Even when uttering his first sentence he had noticed that there had come over Flossy's face—which was thinner, if quite as pretty and youthful-looking as when he had last seen it—an expression of obstinacy which he had once well known and always dreaded. It had been Flossy's one poor weapon against her husband's superior sense and power of getting his own way, and sometimes it had vanquished him in that fair fight which is always being waged between the average husband and wife.

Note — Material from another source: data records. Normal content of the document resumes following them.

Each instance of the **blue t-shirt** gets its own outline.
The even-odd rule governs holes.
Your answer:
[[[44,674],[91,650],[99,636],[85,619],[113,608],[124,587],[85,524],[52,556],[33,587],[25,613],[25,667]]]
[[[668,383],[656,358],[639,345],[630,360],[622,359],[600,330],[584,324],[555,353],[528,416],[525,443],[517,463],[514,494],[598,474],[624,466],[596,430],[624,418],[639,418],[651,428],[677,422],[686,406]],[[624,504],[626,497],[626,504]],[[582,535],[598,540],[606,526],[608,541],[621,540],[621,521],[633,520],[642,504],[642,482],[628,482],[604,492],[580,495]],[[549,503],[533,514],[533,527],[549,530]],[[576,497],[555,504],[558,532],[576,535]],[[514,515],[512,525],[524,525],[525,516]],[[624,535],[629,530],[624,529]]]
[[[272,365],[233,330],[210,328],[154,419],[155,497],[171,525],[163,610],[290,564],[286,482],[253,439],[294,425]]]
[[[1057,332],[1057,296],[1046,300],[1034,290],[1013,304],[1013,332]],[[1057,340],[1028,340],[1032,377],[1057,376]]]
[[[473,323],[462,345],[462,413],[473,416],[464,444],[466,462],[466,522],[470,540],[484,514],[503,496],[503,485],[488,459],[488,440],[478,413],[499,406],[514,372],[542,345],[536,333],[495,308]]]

"You are right," she cried passionately; "I have not taught the children to deceive you! I have never come into this house until I felt sure that they were asleep and alone, though I've often wondered that they never woke up and knew that their own mother was there! But more than once, James, I've felt like going after that Society which looks after badly-treated children—for the last nurse you had for them was so cruel! If she hadn't left you soon I should have had to do something. I used to feel desperate when I saw her shake Baby in her pram; why, one day, in the Enclosure, a lady spoke to her about it, and threatened to tell her—her mistress——"

Flossy's voice sank to a shamed whisper. The tears were rolling down her cheeks; she was speaking in angry gasps, and what she said actually made James Tapster feel, what he knew full well he had no reason to feel, ashamed of himself.

"That is why"—she went on—"that is why I have, as you say, forced myself into your house, and why, too, I have now come here to ask you to forgive me—to take me back—just for the sake of the children."

Mr. Tapster's mind was one that travelled surely if slowly. He saw his chance and seized it.

"And why," he said impressively, "had that woman—the nurse, I mean—no mistress? Tell me that, Flossy. You should have thought of all that before you behaved as you did!"

"I didn't know—I didn't think——"

Mr. Tapster finished the sentence for her. "You didn't think," he observed impressively, "that I should ever find you out."

Then there came over him a morbid wish to discover—to learn from her own lips—why Flossy had done such a shameful and extraordinary thing as to be unfaithful to her marriage vow.

"Whatever made you behave so?" he asked in a low voice. "I wasn't unkind to you, was I? You had a nice, comfortable home, hadn't you?"